Over the previous 26 seasons, the show has changed. The challenges with built-in wait times designed to bunch up the teams, the occasional surprise of a non-elimination leg, the devious U-Turn; these have mostly succeeded in keeping the competition intense and adding excitement (though the purist in me has never come around to the U-Turn and the maliciousness it inspires). The nuances of these additions and the outcomes they create are difficult to predict. There have been a number of contestants in the past who have studied previous seasons to help their own gameplay but none has been so prepared – and with such successful results – as this season’s Justin who, along with his fiancée, Diana, ran the board for episodes at a time and tied the record for most wins in a season.
Hypothetically, Justin should have been our hero, not the bad guy. After all, he’s us, sitting at home, yelling at the people onscreen for not reading their clue properly or boasting that we would have finished a task in half the time. But that’s just what earned him the heel status. When you’re sitting on the couch with close relations or by yourself, there’s little call for humility or tact. Justin failed to remember to add those ingredients to the mix once surrounded by other people vying for the same million dollar prize as he and Diana were.
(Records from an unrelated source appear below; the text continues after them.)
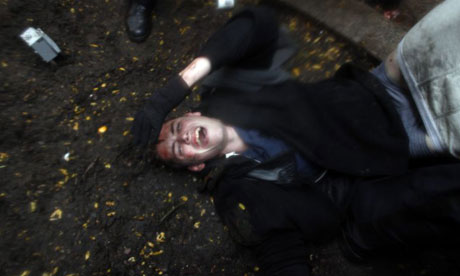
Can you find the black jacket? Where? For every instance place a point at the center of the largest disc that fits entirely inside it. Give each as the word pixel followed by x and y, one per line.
pixel 347 123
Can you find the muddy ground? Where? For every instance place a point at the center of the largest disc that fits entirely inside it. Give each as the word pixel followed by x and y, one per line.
pixel 75 197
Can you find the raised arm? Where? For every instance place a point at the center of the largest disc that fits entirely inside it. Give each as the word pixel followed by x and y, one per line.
pixel 239 39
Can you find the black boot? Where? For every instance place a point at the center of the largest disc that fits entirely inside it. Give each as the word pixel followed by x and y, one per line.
pixel 138 20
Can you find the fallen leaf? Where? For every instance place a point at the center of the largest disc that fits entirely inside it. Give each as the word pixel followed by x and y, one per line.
pixel 161 237
pixel 102 129
pixel 56 215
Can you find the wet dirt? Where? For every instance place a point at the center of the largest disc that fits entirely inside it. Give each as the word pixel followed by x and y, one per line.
pixel 75 197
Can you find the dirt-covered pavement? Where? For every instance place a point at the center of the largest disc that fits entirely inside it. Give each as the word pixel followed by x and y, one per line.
pixel 75 197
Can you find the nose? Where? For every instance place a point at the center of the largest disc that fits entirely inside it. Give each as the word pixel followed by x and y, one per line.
pixel 185 137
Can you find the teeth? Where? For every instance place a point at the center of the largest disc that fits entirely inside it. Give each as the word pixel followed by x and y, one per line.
pixel 197 135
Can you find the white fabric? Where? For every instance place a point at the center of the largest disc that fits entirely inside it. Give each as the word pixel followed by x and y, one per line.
pixel 429 58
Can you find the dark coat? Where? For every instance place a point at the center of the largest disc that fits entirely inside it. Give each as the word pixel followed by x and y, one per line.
pixel 347 123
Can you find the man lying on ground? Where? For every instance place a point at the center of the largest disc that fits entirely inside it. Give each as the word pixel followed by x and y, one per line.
pixel 308 161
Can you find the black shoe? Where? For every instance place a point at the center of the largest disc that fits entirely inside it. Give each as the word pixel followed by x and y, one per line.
pixel 139 21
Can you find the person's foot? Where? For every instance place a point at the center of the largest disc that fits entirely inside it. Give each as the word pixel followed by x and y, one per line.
pixel 139 21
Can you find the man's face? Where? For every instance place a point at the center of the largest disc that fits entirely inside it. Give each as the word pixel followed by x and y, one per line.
pixel 191 139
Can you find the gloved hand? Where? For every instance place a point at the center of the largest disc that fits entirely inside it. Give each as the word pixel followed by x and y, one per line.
pixel 148 121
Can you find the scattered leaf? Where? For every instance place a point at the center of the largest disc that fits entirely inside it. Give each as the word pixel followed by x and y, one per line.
pixel 102 129
pixel 161 237
pixel 296 72
pixel 33 206
pixel 56 215
pixel 157 253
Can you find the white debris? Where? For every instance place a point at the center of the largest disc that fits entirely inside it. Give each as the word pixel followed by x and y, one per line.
pixel 41 43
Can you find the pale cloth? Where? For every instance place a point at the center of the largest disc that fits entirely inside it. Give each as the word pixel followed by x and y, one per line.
pixel 429 58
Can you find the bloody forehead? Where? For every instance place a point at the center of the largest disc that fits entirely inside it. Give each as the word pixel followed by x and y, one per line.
pixel 164 150
pixel 164 142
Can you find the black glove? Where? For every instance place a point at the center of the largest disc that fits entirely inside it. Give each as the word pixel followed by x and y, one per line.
pixel 148 121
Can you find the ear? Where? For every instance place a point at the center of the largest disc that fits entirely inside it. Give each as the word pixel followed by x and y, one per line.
pixel 192 114
pixel 196 168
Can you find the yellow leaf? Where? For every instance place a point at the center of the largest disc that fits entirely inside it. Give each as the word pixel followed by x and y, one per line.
pixel 64 172
pixel 110 203
pixel 33 206
pixel 56 215
pixel 317 67
pixel 102 129
pixel 161 237
pixel 156 253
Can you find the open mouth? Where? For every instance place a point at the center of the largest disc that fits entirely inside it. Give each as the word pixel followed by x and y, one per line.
pixel 200 136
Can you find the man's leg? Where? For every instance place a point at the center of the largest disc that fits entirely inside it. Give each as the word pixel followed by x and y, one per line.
pixel 278 224
pixel 139 19
pixel 420 209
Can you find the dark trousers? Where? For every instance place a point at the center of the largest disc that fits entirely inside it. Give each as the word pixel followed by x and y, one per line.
pixel 420 209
And so he became one of the most obnoxious Amazing Race players in the show’s history, braggadociously taunting other teams when things were going his way and shamelessly pouting and/or browbeating Diana when they weren’t.
This is not to imply that Justin was the only reason season 27 was so watchable. Yet, to some extent, the other elements that created excitement still stemmed from him and the other teams’ reactions to him. Strategizing has never been as fruitful on The Amazing Race as on Survivor but a good scheme can be great television in the way it falls apart just as much as in the way it works. Tanner and Josh attempted to leverage their Express Pass and the unprecedented alliance of every single team except for Justin and Diana into a manipulation of the Double U-Turn that seemed almost certain to knock the couple out. It seemed Justin had accounted for every twist and turn of the race except for the fact that he would be so hated. The other teams, though, didn’t account for the unpredictability of any given leg, resulting in Tanner and Josh wasting their precious Express Pass and Tiffany and Krista blowing their one chance all season to use the U-Turn. Justin and Diana were essentially unscathed. The rest of the field was bloodied. And it was deliciously thrilling TV.
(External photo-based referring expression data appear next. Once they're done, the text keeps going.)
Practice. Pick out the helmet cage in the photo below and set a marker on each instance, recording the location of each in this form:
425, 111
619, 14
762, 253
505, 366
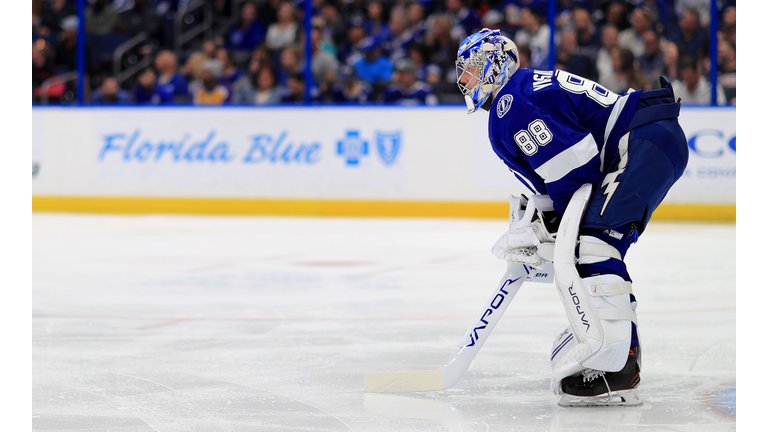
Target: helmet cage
486, 60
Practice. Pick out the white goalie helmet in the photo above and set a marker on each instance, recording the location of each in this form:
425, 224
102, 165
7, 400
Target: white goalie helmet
485, 62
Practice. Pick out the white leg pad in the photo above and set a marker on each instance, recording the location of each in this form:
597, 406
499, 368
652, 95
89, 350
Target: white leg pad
598, 307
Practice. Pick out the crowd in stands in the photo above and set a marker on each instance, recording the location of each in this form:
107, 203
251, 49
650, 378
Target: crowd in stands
367, 51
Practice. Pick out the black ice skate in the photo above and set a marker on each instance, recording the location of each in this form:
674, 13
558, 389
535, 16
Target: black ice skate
597, 388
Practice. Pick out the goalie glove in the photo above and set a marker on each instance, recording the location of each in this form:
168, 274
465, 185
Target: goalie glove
528, 241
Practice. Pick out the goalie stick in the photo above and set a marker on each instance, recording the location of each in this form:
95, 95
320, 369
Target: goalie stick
449, 374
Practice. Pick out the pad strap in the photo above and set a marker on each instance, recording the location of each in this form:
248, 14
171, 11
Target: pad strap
607, 289
598, 249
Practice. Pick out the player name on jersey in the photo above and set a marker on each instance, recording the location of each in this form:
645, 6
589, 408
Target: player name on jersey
541, 79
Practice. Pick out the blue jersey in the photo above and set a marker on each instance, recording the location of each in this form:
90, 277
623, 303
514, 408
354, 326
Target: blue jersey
556, 131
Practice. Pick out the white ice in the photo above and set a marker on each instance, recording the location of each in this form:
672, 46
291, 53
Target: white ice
177, 323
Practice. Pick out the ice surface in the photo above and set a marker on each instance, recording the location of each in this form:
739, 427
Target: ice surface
160, 323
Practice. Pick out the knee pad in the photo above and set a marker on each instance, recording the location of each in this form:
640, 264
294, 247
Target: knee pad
598, 307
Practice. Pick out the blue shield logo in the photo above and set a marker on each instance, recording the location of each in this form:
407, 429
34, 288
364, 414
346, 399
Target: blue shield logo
388, 146
352, 148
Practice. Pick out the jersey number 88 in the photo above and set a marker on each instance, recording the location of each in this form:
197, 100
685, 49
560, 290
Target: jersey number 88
538, 134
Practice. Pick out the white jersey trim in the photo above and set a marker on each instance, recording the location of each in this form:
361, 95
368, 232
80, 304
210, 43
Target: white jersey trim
618, 107
568, 160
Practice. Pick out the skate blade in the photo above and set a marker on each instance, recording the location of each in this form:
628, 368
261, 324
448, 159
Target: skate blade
617, 398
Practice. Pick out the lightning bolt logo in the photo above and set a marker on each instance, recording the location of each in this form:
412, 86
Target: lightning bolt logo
609, 182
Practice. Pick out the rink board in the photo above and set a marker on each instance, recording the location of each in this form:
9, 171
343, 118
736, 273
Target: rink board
334, 161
Of course, we can’t be sure it all played out exactly as we saw it. That’s part of the bargain of reality television. You still have to suspend your disbelief while trying to ignore the fact that you’re doing so. Luckily, The Amazing Race’s editors – the show’s secret weapon since the beginning – make it very easy, even enjoyable, to do so. In the season’s penultimate episode, which will go down as one of the series’ best ever installments, the editing team gave us two teams on the mat, secure in their moving on to the final leg, while a third waited out a penalty and a fourth struggled to complete the final task and then make their way across Macau to the finish line before the penalty expired and one team would be eliminated. We the viewers will never know the actual temporal and geographic specifics of that leg’s final hour but it was expertly cut together to make us believe it was down to the wire.
We may have cursed the results of that particular showdown at first but the truth is, just like with Rob & Amber all those years ago, the seasons with great villains only become great seasons when those villains make it to the end. A final showdown on a Hamptons beach between our hated foes and the unassuming good guys who emerged slowly but steadily from the pack proved that, after 27 go-arounds, The Amazing Race is still capable of producing some of the best drama on television.